WASHINGTON -- A single New Mexico family and a dozen big oil companies, including one once headed by Commerce Secretary Donald L. Evans, now control one-quarter of all federal lands leased for oil and gas development in the continental United States despite a law intended to prevent such concentration, federal records show.
Since 1997, mainly as a result of mergers and acquisitions, six companies have exceeded the legal limit of 246,080 acres in lease holdings on public lands in states other than Alaska. But the Bureau of Land Management, in charge of enforcing the 1920 law, has chosen to extend compliance deadlines for years.
In fact, an Associated Press computer analysis found the Interior Department agency permitted companies it knew were in violation of the law in Wyoming to continue to acquire thousands of acres of new oil and gas leases in that state. The bureau has given the companies additional years to comply.
''They should not be purchasing leases," said Tom Lonnie, the bureau's assistant director for minerals, realty, and resource protection. Before acquiring a lease, a company must certify that its holdings do not exceed the legal limit.

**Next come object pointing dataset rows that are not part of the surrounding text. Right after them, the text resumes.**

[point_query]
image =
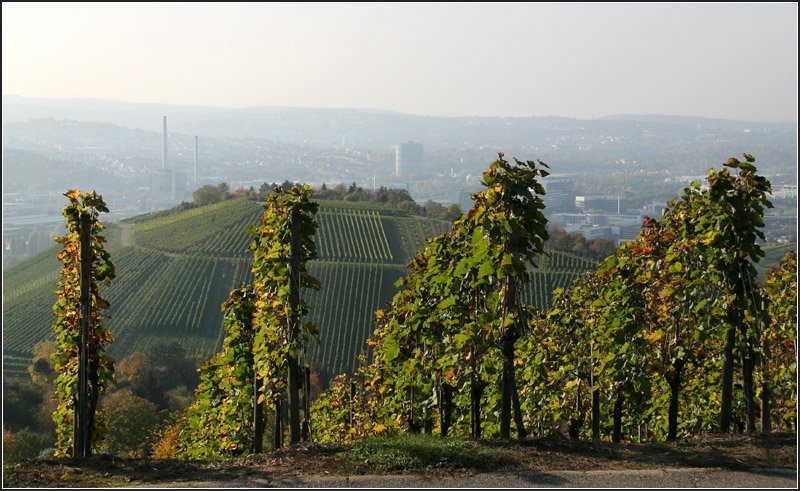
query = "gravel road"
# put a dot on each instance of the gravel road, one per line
(650, 478)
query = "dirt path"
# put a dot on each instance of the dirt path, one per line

The government can cancel leases held by companies that exceed the cap. Agency officials acknowledge they have never done that nor denied a company's request for more time to comply.
Companies in violation of the state limit as a result of a merger or acquisition have 180 days to comply.
''We try to work with them instead of hitting them with a hammer," said Bob Bennett, the bureau's Wyoming state director.
In the first 15 months of Anadarko's extension, the company acquired 70 new leases in Wyoming totaling more than 100,000 acres. A year after granting EnCana the extension, the bureau allowed EnCana to acquire two new leases totaling more than 2,000 acres in the state.
Anadarko relinquished 50 of its leases to meet a deadline this April 30 to get back under the acreage cap, Lonnie said. EnCana has until October to comply. Four other companies that had gone over the cap in Wyoming since 1997 are now in compliance.
Bureau officials say they have to rely on companies to provide accounts of their holdings because the agency's records do not track transfers of lease operating rights or the ownership of divided shares of leases.
The lax enforcement coincides with the Bush administration's push to open new public lands for oil and gas development. In March, bureau records showed 40 million acres of federal lands were under lease in the continental United States. That is 5.3 million more acres than when President Bush took office.
Companies and individuals that dominate federal oil and gas leasing have been major financial supporters of Bush and the Republican Party. Since 1999, the top 25 owners of federal oil and gas leases have directed 86 percent of their $8.2 million in political donations to the GOP.
Individuals and companies affiliated with the Yates family of Artesia, N.M., which is by far the biggest leaseholder, have given $276,926 to GOP parties and candidates since 1999, and just $11,400 to Democrats.
Vice President Dick Cheney visited Artesia in March to raise money for a GOP congressional candidate backed by the Yateses. A month earlier, he was in Albuquerque for a presidential campaign fund-raiser that took in more than $200,000.
Denver-based Tom Brown Inc. was over the acreage limit in Wyoming from 1997 to 2000, while current Commerce Secretary Evans was the company's chief executive. As Bush's campaign chairman, Evans raised millions of dollars from the oil industry for the 2000 campaign. When he resigned at Tom Brown before joining the Cabinet in 2001, Evans received a retirement package worth more than $5 million.